Işık, “Zatürre küçük çocuklarda, ileri yaştakilerde ve kronik bir hastalığı bulunan kişilerde daha ağır seyreden ve ölümle sonuçlanabilen bir hastalıktır. Genellikle ateş, boğaz ağrısı gibi üst solunum yolu enfeksiyonu belirtileriyle başlar ve bu belirtilerden 2-3 gün sonra yüksek ateş, titreme, hızlı soluk alıp verme, halsizlik, öksürük, balgam çıkarma, nefes almakla batıcı tarzda göğüs ağrısı ve hastalığın ciddiyeti ile ilişkili olarak nefes darlığı, siyanoz gibi semptomlar ortaya çıkar. Hastaların birçoğunda dudak ve dudak çevresinde uçuk oluşabilir.

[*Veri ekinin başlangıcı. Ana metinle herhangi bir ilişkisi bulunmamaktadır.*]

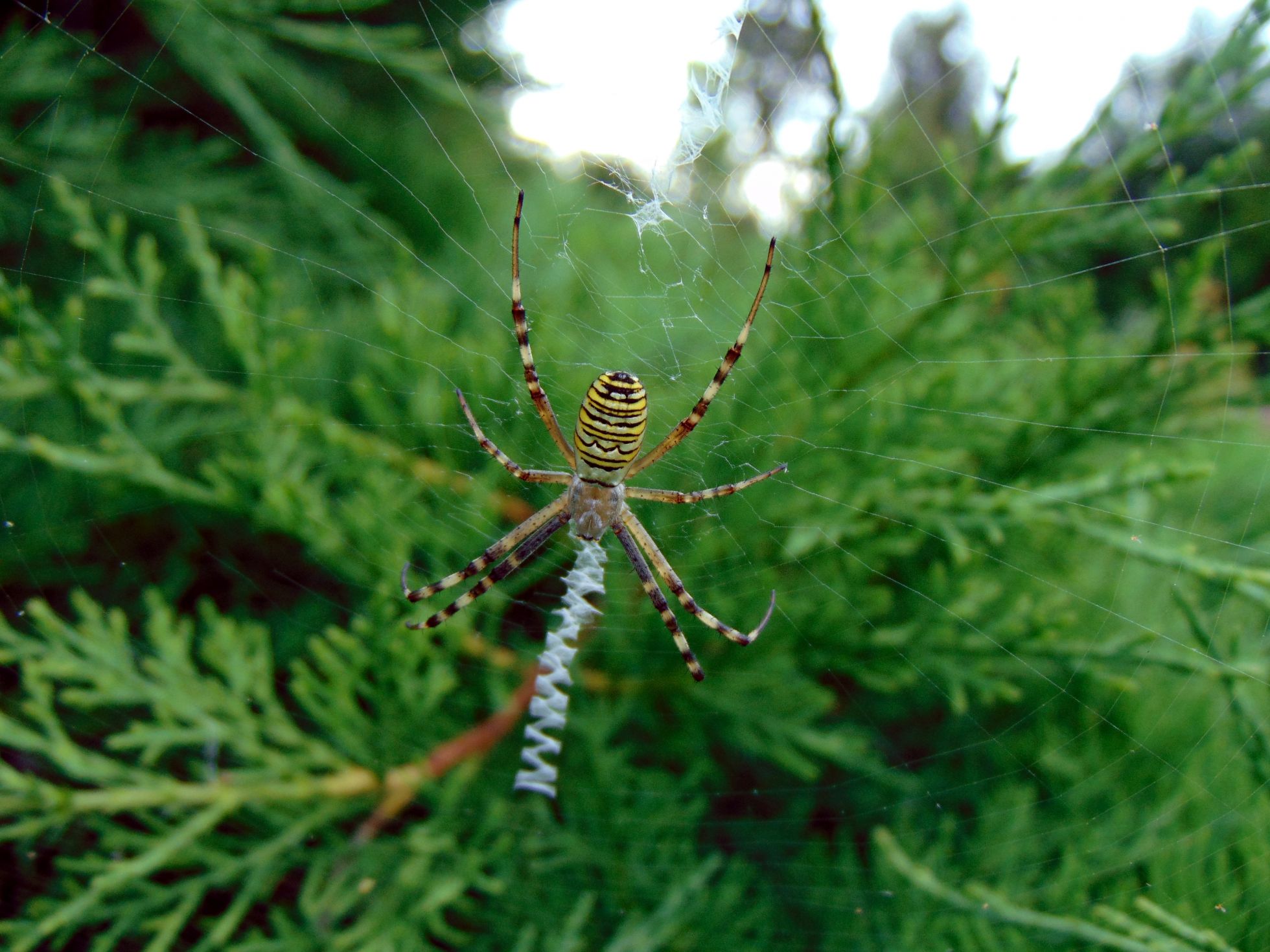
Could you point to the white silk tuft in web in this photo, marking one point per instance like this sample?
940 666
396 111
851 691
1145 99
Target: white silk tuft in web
550 705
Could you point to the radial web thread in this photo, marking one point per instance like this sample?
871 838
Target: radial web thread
550 703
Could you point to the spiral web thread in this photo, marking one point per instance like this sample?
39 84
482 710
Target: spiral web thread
550 703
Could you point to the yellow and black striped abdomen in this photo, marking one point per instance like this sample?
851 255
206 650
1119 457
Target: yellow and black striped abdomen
610 427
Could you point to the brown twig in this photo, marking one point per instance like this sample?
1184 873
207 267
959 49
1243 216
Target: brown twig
403 782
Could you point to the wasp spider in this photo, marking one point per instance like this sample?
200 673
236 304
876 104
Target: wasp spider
603 455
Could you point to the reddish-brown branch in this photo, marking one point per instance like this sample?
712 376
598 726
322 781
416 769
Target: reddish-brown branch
402 784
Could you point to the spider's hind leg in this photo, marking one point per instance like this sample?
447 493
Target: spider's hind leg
660 603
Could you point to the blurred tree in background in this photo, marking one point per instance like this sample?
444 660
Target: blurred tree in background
249 249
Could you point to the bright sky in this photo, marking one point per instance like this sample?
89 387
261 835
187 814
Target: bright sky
618 70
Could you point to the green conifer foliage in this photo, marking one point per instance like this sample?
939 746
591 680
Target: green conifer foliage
1015 692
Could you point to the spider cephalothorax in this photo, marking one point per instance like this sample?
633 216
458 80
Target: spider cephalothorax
605 453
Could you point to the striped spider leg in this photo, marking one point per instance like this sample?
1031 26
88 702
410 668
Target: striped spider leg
605 452
685 427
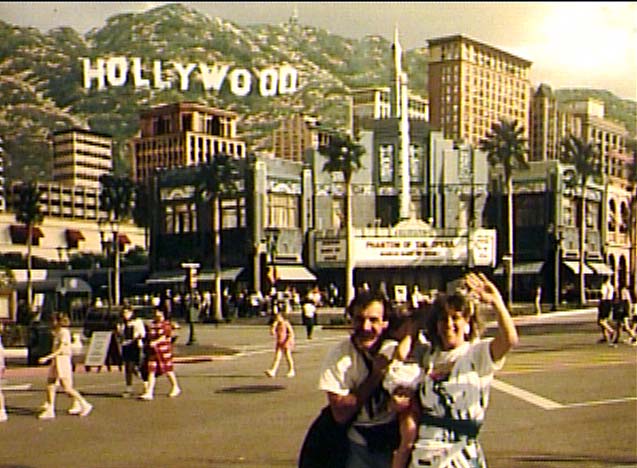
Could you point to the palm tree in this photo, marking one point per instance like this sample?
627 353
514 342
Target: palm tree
584 157
116 199
506 146
216 180
344 156
28 211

Bazı zatürre türlerinin bulaşma riski vardır. Normal durumlarda hastalığa neden olmayan mikroplar zayıf düşmüş kişilerde zatürreye neden olabilir. Dolayısıyla zatürrenin bulaşmasında en büyük etken bulaşma riski olan kişinin vücut direncidir. Bulaşma yolları ise genelde hapşırık ve öksürük ile etrafa yayılan mikroorganizmalardır.

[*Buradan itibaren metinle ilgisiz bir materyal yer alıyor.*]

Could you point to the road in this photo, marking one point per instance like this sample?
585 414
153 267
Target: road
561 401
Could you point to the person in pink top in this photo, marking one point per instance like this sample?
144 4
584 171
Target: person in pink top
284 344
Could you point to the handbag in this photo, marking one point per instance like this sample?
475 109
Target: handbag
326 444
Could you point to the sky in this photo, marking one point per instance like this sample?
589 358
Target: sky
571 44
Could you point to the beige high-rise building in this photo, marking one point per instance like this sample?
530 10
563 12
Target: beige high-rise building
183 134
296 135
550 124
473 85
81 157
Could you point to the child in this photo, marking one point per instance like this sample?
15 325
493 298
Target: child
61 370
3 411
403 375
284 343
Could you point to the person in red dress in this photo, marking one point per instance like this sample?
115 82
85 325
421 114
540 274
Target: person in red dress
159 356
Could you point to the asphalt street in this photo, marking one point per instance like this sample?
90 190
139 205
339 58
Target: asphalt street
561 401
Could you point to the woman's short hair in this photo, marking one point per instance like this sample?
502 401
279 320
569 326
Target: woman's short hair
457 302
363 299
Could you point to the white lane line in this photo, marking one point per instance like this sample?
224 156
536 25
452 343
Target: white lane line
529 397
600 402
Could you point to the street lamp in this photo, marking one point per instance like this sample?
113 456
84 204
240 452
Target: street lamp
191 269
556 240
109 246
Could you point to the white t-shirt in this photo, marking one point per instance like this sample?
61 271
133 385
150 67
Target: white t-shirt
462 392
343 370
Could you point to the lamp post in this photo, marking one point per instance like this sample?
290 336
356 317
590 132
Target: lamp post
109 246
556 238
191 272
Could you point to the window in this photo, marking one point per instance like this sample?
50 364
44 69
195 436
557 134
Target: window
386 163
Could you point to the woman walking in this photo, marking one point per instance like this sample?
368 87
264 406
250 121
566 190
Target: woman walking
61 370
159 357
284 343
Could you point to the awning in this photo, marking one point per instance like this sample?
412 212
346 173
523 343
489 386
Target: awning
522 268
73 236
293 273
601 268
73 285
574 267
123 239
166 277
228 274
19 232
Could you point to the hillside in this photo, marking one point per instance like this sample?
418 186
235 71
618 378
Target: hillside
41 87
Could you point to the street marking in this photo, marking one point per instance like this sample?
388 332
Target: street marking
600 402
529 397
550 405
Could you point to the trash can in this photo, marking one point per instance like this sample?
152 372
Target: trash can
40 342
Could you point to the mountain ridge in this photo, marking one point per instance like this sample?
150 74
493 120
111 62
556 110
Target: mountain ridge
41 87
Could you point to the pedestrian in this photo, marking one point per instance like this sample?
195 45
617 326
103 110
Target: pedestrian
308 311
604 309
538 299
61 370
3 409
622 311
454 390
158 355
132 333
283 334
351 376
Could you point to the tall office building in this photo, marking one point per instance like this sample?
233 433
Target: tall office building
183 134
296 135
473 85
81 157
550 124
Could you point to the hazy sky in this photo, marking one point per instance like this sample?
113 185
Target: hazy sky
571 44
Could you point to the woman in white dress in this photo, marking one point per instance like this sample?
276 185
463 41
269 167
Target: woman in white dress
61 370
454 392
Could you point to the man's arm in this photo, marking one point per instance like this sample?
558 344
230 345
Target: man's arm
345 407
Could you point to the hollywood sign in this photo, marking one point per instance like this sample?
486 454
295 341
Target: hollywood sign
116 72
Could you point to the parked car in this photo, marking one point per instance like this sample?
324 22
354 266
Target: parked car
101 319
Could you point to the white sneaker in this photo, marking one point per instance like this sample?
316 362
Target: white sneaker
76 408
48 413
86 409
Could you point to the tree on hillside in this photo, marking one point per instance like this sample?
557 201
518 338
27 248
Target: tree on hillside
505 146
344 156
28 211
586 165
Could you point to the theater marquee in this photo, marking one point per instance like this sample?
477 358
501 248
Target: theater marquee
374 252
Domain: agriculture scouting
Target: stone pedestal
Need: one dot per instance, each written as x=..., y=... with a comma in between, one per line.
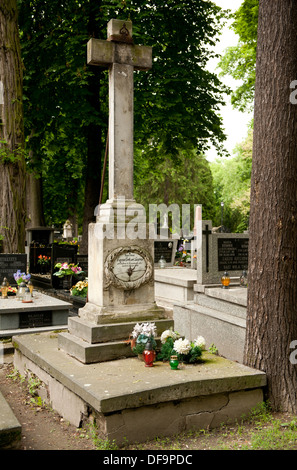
x=121, y=288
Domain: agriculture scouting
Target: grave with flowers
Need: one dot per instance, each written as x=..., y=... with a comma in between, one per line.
x=92, y=365
x=23, y=308
x=170, y=347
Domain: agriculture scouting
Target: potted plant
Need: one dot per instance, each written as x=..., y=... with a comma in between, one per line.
x=20, y=277
x=141, y=335
x=79, y=292
x=66, y=272
x=44, y=262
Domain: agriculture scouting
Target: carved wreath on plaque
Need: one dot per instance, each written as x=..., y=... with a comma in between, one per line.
x=128, y=268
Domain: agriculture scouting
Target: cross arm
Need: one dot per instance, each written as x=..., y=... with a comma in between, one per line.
x=104, y=53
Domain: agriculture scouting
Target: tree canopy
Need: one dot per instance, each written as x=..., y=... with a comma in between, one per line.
x=65, y=101
x=240, y=61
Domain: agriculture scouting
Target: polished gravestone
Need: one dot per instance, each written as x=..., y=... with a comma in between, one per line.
x=44, y=312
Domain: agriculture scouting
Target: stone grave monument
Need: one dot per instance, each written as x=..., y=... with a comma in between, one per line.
x=218, y=314
x=120, y=258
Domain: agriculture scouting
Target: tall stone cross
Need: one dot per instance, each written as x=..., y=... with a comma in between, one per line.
x=122, y=57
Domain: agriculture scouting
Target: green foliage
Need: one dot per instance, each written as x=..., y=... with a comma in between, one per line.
x=176, y=103
x=240, y=61
x=166, y=350
x=232, y=182
x=185, y=179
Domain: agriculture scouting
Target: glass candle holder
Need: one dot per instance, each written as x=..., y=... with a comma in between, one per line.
x=174, y=362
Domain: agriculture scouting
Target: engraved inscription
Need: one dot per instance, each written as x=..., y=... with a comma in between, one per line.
x=233, y=254
x=129, y=267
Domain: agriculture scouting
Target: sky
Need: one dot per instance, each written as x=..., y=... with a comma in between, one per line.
x=235, y=123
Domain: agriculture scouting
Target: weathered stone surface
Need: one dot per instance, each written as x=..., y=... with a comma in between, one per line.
x=124, y=394
x=10, y=428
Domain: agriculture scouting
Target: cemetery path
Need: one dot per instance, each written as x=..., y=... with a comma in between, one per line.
x=42, y=428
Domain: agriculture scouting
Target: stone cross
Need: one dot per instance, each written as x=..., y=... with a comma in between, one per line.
x=122, y=57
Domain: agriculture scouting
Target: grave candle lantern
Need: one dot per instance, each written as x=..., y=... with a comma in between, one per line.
x=30, y=285
x=4, y=289
x=225, y=280
x=148, y=354
x=27, y=296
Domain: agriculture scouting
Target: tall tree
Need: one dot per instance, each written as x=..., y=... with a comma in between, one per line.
x=66, y=106
x=272, y=293
x=12, y=162
x=240, y=61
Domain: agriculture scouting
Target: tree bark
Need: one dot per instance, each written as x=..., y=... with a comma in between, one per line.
x=272, y=290
x=12, y=163
x=93, y=169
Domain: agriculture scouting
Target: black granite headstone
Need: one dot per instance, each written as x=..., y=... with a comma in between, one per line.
x=62, y=254
x=35, y=319
x=10, y=263
x=82, y=261
x=163, y=248
x=233, y=254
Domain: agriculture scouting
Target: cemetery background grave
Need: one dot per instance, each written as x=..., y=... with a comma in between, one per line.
x=119, y=296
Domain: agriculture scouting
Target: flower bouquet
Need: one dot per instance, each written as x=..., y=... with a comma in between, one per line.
x=43, y=260
x=186, y=351
x=141, y=335
x=66, y=269
x=80, y=289
x=20, y=277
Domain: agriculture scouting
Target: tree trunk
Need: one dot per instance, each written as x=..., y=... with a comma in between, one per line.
x=272, y=291
x=12, y=166
x=34, y=202
x=93, y=170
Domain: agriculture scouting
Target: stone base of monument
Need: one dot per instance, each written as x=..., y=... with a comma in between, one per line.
x=174, y=285
x=10, y=428
x=90, y=343
x=219, y=315
x=132, y=403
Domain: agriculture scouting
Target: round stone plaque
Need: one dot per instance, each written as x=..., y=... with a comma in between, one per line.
x=128, y=267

Ayaktan tedavi, çoğu zatürre vakaları için yeterli olabilir. Ancak ağır, hızlı ilerleyen ve yaşlı hastalarda gelişen zatürrelerde hastanın hastaneye yatırılarak doktor gözetiminde tedavisi daha uygundur. Uygulanan tedavi ve süresi hastalığın ciddiyetine, nedenine, gelişim sürecine, seyrine ve hastanın genel durumuna bağlı olarak değişiklik gösterir.

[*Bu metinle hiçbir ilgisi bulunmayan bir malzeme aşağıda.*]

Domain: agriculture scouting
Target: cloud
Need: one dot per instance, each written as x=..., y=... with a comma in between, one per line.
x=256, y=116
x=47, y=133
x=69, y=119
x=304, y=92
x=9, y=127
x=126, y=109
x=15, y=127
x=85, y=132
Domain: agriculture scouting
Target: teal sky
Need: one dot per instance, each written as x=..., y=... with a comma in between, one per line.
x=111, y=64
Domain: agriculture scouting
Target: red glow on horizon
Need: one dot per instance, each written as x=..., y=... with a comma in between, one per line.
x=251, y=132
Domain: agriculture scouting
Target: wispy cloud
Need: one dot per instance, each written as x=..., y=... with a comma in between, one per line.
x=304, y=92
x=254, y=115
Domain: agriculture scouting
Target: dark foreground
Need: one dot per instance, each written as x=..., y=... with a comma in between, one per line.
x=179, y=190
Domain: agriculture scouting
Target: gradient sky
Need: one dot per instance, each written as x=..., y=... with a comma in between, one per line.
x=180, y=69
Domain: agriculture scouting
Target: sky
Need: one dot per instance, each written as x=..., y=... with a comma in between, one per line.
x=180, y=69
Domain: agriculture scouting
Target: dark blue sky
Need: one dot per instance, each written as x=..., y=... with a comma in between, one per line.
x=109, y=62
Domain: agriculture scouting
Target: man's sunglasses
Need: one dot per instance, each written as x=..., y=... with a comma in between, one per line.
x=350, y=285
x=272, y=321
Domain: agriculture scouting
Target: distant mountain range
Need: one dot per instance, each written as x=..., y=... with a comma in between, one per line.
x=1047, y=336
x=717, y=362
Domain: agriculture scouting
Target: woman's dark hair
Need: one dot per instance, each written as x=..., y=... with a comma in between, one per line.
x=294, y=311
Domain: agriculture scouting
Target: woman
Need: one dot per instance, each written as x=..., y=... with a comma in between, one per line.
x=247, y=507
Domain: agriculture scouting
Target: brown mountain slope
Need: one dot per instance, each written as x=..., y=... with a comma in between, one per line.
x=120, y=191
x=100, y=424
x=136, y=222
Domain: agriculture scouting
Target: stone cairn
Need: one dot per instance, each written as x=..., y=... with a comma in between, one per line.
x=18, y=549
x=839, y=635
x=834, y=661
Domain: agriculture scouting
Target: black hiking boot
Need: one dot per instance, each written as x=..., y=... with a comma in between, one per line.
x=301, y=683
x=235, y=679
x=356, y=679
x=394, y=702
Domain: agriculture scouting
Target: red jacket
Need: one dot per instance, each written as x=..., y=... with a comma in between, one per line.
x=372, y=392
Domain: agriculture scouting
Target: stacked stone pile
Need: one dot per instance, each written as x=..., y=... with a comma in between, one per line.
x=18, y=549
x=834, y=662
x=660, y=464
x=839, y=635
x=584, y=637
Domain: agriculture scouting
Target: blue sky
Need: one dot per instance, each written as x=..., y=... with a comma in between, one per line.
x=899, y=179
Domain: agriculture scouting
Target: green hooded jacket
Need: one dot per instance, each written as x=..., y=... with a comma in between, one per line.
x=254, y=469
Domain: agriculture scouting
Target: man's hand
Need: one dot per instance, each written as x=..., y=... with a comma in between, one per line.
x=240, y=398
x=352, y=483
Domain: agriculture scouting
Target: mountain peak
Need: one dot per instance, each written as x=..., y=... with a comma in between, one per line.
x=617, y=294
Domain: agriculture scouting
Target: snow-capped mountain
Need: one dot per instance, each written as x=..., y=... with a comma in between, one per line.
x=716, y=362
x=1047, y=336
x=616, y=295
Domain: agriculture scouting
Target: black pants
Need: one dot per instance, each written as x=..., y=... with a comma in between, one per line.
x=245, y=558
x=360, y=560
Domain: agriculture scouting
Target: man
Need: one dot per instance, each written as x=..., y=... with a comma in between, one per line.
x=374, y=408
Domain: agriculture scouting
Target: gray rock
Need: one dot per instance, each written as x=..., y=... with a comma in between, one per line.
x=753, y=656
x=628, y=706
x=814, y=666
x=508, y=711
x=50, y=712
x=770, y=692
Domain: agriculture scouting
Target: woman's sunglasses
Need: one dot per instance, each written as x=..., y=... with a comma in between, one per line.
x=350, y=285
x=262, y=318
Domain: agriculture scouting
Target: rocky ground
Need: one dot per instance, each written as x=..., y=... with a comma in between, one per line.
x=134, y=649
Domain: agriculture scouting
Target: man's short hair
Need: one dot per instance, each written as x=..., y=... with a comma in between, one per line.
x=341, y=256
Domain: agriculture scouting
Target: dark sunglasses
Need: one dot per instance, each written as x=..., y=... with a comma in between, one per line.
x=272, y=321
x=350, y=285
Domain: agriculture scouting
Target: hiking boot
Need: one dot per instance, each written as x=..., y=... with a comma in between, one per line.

Zatürreden korunmak için dengeli beslenmeye özen göstermeli, hijyenik önlemleri unutmamalı, örneğin elleri sık sık yıkamak gibi ufak önlemleri es geçmemeliyiz. Sigara kullanıyorsak bırakmalı, alkol tüketimi varsa kısıtlamalıyız. Bilinçsiz diyetlerden uzak durmalı günde mutlaka 6-8 saat uyumalıyız. Zatürreden korunmada yıllık grip aşıları da oldukça etkilidir. Bu aşı tamamen olmasa da yüksek riskli kişilere uygulandığında kısmen koruma sağlayabilmektedir. Bu noktada uzman veya doktor tavsiyesi alarak aşı yaptırmanızı öneririz.” Açıklamasında bulundu.